Andrew Engle, Esq. | January 19, 2014

I attended the Ohio Supreme Court oral argument in Kuchta, and found some of the arguments and comments disturbing. 


In particular, I noted Justice O’Donnell’s comments regarding the scope of Schwartzwald. But I can’t help but conclude that his comments miss the mark with respect to the role standing plays in a common pleas court’s subject matter jurisdiction.

I’ve never understood why some want to equate standing with subject matter jurisdiction. Although they are strongly related, they are not synonymous. Neither are “engine” and “automobile” synonymous. The former is but a requirement for the latter to be operable. However, an engine alone is not enough. To function, an automobile also needs gasoline to power that engine. You cannot drive a car with no engine even if its gas tank is full. And without fuel, even the most powerful of engines will remain cold. So it is with Ohio’s common pleas courts. 


To suggest that a common pleas court can exercise subject matter jurisdiction even though it lacks the constitutional jurisdiction to do so, is just plain silly.

The Ohio Supreme Court has repeatedly held that subject matter jurisdiction is the constitutional or legislative grant of judicial power to a particular court. In Ohio, a common pleas court’s jurisdiction is granted by Art. IV, sec. 4(B) of Ohio’s Constitution - “[t]he courts of common pleas shall have such original jurisdiction over all justiciable matters . . . as may be provided by law.” This provision identifies two distinct, but absolute, requirements for a common pleas court’s jurisdiction – (1) a justiciable matter and (2) a statutory grant of power. You could say the first is the engine that gives the court the means to function and the second is the fuel the powers that engine. 

The assertion that common pleas courts have subject matter jurisdiction over foreclosure cases is facially correct. The General Assembly has granted that power, and it did so based on the power granted to it through Art. IV, sec. 4(B). But ending the analysis there, completely ignores the more fundamental, constitutional requirement of a justiciable matter. 

This line of reasoning relegates the requirement of justiciability to something other than, and inferior to, subject matter jurisdiction. But there is nothing in either the constitution or in statute to support this notion. Art. IV, sec. 4(B) does not mention subject matter jurisdiction. In fact, the words “subject matter jurisdiction” do not appear in the Constitution at all. Neither do they appear in R.C. 2305.01 (“the court of common pleas has original jurisdiction in all civil cases”). So it is confusing how anyone can reasonably conclude that statutory jurisdiction is subject matter jurisdiction, but constitutional jurisdiction is something else entirely.

Also, although it should go without saying, if a court’s jurisdiction is not invoked, then it lacks jurisdiction. The bank’s counsel and Justice O’Donnell repeatedly stressed that the underlying holding in Schwartzwald was that a lack of standing means only that the trial court’s jurisdiction was not invoked. But it does not follow that a court can have subject matter jurisdiction over a particular case if the court’s jurisdiction was not invoked. Either the Court has jurisdiction or it doesn’t. To suggest that a common pleas court can exercise subject matter jurisdiction even though it lacks the constitutional jurisdiction to do so, is just plain silly.

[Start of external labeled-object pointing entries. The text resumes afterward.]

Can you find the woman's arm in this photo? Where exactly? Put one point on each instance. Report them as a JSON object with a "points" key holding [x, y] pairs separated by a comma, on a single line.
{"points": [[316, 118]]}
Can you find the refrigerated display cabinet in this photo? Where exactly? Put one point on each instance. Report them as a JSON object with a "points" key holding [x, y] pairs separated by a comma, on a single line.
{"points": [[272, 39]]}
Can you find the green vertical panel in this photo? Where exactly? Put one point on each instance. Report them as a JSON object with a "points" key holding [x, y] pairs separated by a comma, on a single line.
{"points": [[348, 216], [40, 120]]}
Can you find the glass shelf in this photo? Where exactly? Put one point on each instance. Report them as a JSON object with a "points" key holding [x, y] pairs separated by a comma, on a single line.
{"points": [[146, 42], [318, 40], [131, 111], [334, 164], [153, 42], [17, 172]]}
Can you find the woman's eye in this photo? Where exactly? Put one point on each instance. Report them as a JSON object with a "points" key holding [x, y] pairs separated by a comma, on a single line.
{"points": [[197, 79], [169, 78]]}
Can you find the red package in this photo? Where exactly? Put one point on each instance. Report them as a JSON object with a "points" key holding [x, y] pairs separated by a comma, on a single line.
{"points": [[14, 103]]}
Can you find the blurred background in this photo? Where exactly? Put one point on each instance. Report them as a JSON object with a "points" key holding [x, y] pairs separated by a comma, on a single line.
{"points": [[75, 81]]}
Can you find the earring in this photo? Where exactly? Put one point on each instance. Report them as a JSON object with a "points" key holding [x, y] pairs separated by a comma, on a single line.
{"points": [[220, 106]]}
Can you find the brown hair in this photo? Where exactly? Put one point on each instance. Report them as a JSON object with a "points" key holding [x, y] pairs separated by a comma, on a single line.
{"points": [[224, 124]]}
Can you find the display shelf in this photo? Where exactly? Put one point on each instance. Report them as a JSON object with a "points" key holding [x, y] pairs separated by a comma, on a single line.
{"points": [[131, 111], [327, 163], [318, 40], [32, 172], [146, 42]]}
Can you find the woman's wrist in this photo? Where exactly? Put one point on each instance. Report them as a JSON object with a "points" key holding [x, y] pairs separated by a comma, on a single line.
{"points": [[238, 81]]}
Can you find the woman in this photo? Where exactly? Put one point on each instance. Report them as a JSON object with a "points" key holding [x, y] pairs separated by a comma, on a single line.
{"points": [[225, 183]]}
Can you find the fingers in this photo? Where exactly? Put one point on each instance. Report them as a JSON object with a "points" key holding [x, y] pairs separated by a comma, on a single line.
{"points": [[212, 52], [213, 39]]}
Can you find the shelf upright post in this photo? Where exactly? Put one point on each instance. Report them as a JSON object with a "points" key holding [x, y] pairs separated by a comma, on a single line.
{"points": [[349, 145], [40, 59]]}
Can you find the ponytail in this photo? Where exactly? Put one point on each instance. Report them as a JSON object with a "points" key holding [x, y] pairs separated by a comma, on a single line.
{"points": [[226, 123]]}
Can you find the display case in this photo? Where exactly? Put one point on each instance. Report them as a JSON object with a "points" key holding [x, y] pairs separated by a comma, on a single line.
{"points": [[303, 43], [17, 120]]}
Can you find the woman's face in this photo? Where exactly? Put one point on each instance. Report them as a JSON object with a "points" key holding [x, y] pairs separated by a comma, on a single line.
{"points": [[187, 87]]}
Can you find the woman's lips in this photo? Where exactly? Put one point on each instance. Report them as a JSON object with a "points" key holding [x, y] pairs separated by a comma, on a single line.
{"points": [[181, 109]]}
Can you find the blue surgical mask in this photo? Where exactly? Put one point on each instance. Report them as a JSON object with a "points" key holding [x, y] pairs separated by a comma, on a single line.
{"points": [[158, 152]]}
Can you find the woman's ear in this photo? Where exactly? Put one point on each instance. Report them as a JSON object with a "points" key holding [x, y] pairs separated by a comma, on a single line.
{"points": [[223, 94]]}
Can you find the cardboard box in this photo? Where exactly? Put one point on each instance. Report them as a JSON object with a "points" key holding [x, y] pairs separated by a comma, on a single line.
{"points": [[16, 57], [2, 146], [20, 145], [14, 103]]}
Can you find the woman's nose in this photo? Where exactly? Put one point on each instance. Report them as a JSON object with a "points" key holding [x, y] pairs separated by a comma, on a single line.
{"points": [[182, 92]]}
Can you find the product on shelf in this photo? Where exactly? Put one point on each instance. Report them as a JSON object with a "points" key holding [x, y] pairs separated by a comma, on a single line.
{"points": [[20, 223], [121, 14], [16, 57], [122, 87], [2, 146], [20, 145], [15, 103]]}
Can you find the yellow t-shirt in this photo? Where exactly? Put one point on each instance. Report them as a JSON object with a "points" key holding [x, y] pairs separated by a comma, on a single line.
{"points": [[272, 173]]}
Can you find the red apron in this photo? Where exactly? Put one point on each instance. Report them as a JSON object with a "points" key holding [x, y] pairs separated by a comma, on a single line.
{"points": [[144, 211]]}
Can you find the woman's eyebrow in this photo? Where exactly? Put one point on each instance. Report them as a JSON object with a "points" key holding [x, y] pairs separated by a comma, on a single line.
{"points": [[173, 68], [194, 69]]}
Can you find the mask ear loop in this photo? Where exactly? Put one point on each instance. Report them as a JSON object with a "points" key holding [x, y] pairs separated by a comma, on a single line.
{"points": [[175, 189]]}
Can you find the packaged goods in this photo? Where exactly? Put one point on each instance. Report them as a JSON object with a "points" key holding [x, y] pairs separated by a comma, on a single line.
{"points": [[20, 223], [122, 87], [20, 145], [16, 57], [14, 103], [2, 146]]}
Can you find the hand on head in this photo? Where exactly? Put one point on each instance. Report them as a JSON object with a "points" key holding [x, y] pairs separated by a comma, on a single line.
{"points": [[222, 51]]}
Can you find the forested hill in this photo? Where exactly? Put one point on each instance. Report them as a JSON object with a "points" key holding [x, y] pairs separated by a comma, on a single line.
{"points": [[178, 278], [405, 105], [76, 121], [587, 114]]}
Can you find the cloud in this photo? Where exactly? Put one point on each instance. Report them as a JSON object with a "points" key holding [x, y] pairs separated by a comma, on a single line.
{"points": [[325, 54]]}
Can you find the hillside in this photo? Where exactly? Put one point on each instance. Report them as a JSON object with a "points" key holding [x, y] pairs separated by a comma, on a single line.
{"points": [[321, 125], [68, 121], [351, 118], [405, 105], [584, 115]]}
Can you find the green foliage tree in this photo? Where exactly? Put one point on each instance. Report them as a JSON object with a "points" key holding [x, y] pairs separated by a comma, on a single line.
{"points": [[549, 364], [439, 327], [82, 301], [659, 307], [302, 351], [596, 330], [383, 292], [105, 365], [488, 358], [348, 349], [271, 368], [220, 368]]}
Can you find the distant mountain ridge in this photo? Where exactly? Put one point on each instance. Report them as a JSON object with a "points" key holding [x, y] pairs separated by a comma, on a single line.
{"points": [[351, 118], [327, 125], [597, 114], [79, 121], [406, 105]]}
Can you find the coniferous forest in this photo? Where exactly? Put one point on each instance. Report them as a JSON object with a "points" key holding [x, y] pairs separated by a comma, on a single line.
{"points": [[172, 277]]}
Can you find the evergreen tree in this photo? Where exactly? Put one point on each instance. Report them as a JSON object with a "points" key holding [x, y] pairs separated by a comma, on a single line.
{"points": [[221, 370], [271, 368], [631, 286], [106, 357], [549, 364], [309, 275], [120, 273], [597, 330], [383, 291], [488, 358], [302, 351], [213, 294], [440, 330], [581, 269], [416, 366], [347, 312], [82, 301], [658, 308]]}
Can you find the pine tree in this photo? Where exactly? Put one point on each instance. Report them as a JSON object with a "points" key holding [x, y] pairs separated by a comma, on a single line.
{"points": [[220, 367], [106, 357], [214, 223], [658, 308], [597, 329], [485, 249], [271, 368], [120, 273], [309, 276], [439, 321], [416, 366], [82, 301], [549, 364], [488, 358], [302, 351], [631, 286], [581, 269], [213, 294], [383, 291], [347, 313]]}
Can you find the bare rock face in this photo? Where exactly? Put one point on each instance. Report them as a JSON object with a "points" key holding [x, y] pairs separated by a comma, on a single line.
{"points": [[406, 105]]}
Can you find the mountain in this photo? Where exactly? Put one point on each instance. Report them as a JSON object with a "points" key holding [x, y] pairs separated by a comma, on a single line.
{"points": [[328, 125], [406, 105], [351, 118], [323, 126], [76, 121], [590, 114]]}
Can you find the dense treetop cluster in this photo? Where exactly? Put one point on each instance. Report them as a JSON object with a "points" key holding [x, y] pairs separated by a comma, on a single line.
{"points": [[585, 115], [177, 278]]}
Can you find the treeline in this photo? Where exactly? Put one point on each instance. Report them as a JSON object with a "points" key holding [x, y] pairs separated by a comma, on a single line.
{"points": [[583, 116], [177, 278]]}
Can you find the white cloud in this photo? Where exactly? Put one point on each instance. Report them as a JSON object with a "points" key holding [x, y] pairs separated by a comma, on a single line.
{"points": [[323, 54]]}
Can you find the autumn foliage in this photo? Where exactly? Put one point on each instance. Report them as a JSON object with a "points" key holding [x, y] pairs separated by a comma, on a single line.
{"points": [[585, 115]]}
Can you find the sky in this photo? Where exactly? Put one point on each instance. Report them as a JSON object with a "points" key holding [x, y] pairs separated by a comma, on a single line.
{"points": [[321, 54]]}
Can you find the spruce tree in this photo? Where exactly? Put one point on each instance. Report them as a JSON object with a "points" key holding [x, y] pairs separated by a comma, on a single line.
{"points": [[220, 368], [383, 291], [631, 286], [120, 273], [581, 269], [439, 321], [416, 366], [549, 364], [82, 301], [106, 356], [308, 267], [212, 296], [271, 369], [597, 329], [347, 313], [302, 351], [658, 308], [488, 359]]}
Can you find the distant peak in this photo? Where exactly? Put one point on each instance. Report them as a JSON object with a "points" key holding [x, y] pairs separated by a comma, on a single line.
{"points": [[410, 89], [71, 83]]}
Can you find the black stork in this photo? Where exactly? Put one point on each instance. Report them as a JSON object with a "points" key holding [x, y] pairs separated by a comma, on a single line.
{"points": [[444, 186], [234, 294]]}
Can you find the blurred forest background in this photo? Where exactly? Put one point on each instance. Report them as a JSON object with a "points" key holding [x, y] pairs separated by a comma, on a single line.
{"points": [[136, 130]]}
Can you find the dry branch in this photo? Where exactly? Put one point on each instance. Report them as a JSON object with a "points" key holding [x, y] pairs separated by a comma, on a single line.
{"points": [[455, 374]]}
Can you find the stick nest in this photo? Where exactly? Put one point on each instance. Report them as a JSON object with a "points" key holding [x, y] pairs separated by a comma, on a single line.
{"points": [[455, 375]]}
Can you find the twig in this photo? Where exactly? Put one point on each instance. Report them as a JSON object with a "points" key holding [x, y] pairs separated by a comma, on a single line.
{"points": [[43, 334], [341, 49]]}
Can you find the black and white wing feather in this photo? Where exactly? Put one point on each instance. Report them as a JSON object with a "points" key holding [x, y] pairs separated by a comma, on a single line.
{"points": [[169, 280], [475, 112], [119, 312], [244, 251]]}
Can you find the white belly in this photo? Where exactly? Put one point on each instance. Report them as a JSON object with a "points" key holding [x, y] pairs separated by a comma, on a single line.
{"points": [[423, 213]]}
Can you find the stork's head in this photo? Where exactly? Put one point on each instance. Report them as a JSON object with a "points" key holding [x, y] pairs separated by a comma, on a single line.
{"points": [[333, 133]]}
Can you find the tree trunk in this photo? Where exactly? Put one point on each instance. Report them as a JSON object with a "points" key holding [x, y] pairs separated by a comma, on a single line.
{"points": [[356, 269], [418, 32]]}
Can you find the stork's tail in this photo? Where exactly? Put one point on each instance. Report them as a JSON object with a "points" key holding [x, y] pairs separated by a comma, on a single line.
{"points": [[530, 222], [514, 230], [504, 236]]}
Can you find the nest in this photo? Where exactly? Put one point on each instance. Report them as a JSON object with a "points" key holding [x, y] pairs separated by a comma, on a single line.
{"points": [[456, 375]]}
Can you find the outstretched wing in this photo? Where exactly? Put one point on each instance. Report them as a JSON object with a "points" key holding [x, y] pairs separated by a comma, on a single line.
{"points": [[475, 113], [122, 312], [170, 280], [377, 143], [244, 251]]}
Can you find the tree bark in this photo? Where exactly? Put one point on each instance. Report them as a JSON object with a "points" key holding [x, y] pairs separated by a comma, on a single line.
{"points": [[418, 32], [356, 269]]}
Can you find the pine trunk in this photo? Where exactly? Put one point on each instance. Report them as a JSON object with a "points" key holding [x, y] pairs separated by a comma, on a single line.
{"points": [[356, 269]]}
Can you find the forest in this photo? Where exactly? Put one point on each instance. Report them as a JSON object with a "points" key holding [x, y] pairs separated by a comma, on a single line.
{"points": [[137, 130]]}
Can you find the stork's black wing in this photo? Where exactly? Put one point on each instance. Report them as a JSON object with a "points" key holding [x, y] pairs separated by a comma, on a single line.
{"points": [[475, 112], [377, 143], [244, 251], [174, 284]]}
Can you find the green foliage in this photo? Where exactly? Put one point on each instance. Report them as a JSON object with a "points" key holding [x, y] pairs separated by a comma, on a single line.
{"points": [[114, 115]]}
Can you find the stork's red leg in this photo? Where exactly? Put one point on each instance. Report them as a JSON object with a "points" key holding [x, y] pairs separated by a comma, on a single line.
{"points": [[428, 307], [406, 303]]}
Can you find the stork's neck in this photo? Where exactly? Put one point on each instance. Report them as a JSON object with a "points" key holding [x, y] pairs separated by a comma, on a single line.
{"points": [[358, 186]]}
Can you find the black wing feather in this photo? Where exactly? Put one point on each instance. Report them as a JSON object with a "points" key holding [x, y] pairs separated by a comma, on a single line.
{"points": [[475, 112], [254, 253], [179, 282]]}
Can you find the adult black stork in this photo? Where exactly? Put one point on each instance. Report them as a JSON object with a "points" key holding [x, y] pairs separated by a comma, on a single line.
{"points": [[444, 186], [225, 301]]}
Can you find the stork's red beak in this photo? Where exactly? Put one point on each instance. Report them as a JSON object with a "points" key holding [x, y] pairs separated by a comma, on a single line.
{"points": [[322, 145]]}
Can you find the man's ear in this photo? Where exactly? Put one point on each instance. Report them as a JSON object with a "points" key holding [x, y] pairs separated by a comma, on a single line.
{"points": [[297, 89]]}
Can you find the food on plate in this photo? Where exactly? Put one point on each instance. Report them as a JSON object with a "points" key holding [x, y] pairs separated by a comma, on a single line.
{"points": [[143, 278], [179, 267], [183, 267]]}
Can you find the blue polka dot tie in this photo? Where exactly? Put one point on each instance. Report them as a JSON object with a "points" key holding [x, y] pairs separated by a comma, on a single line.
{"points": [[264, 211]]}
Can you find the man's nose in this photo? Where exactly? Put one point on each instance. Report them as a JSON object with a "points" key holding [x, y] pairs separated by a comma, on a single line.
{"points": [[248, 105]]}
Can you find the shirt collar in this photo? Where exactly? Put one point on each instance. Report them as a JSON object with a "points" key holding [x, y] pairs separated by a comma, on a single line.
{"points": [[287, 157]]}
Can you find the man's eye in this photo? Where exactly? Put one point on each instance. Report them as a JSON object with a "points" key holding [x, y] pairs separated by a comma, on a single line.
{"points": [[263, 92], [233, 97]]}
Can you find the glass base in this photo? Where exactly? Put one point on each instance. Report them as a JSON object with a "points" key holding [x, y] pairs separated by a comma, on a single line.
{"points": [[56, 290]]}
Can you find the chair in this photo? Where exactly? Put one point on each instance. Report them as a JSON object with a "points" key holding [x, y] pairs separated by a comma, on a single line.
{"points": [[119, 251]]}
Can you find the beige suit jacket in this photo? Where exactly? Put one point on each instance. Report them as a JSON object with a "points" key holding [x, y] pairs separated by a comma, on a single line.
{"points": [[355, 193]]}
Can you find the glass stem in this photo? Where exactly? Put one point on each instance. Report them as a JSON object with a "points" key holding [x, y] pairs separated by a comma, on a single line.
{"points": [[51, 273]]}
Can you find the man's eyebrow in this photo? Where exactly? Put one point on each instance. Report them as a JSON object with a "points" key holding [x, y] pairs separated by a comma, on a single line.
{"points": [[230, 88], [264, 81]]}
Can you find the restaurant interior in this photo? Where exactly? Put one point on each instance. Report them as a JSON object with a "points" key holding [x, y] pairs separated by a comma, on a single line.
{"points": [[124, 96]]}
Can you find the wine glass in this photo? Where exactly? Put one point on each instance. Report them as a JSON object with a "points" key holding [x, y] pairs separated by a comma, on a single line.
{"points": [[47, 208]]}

The same analysis applies to appellate jurisdiction. Although Ohio’s courts of appeals have subject matter jurisdiction over all civil appeals, should a party fail to timely file a notice of appeal, its jurisdiction is not invoked, and it lacks both the constitutional and statutory power to decide the case. In other words, a party must invoke the jurisdiction of a court of appeals before the Court can exercise its jurisdiction. Neither can a common pleas court decide a liability and damages resulting from an auto accident if the injured party doesn’t commence a civil action by filing a complaint. Sure the court has subject matter jurisdiction over auto accident cases, but there is no justiciable matter until a plaintiff sues a defendant. 

But all of this misses the issue presented in the case. The issue relates to res judicata and its applicability to determinations of jurisdiction. And the simple fact is that the trial court’s decision granting summary judgment against the Kuchtas did not make any finding regarding the bank’s standing to bring the suit. As Justice O’Donnell stated, the facts of Kuchta are controlled by Schwartzwald. The issue is whether the Court will make some exception – a safe harbor of sorts – using the doctrine of res judicata for the bank to find shelter from attacks against judgments entered by a court without jurisdiction. I think doing so would be a grave error. It was the banks, after all, which decided to file foreclosure cases before they obtained a legally cognizable interest in the underlying note and mortgage. 

The citizens of the State of Ohio decided to limit the power of common pleas courts to those cases which present justiciable matters. Any decision which ignores that democratically enacted limitation exchanges the rule of law for one of convenience. I cannot believe that such a move is wise in any regard.

Attorney Andrew Engle, Centerville, Ohio.